Figuring Out the Logistics of Loss While Inside the Coffee Shop

As I wait for that last P2P bus going to the Bicol International Airport, I re-read my most recent blog about figuring our the logistics of loss. Here is a recap of sorts:

a. Kazakhstan is cancelled for 2026. I rechanneled the funds to a local travel with my family and for tanking another “Death Plan”

b. Taiwan alpine hike is at 50-50, meaning, I am still undecided on tanking the credit card bills for three months worth, just to take a difficult trail (because the body and mental health needed it)

c. I did the KiudKad – the last resort this week, to have a rest, to hike the mini-peak of Daldagon, to play mobile legends, to read novels and poems… and totally forgotten to ugly cry.

As of this moment, I do not have the capacity or the space to do the ugly dramas of grieving; I just received a message from Mama that the GSIS is yet requiring another document to submit when I get back to Manila. Another set of “burden of proof”, another subset of Remedial Law that I read in my younger years, another count of the two-to-three-weeks before them saying, “Mrs. Betos is entitled to the Surviving Spouse benefit. Please proceed to the Landbank Account Opening on the Pensioner’s Lounge.”

The last time I ugly cried was three years ago, when I was asked, “Why are you really here?” and my response was the tears of hope and a possibility of a parallel timeline of a Tax Accountant’s wife, disintegrated before my very eyes. Moreoften than then I think about things, and no matter how polished a death plan is, the life is indeed fleeting and I still feel like rushing on the moments when I should be still.

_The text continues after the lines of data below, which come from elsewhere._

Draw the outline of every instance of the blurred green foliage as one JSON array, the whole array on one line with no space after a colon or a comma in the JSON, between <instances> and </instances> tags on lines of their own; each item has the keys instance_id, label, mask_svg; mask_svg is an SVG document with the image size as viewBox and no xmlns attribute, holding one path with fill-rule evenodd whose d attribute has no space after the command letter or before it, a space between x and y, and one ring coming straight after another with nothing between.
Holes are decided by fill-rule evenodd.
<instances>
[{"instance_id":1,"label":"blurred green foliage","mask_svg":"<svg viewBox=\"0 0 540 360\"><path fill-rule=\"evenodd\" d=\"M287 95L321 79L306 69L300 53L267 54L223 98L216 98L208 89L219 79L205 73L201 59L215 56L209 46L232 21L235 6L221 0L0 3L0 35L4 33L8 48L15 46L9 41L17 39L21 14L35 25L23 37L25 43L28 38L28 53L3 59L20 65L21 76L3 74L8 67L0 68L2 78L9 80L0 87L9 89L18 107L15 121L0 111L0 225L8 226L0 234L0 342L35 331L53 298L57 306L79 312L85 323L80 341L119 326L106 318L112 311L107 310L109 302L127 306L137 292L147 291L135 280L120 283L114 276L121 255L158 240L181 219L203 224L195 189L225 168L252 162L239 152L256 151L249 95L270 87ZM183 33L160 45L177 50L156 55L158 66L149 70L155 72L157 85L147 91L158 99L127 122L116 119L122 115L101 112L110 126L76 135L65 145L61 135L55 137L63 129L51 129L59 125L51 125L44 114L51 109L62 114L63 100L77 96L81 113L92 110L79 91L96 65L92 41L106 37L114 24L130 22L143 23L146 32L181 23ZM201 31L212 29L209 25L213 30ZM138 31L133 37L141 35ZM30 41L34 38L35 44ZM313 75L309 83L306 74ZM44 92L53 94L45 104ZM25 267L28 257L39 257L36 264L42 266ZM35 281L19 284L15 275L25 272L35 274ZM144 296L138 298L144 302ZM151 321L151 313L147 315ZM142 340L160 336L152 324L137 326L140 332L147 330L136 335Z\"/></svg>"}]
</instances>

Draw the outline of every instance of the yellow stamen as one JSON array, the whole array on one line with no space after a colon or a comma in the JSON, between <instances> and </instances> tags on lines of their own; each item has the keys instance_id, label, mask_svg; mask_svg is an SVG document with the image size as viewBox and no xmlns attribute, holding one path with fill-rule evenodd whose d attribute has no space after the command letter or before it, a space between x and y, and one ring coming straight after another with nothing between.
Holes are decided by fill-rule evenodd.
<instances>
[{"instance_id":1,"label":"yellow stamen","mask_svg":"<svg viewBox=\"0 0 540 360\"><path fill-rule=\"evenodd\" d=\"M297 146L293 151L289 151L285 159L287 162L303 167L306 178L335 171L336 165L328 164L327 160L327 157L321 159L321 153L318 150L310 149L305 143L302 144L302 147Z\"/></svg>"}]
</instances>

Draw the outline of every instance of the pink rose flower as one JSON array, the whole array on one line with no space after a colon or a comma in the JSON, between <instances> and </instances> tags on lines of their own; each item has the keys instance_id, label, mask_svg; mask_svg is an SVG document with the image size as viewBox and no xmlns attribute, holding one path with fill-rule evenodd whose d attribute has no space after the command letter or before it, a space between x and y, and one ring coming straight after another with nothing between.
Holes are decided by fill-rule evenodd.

Does ugly crying become a personal tick box that I long to check, making sure that my sagacity is earned with emotional maturity?

What if I tell you, that I forgot to grieve the moment I left my eight-year-old American tourister in the middle of the Eminent luggage store in Taichung HSR, while rushing for the bullet train bound for Taipei?

Will I still be that person that you seek wisdom for?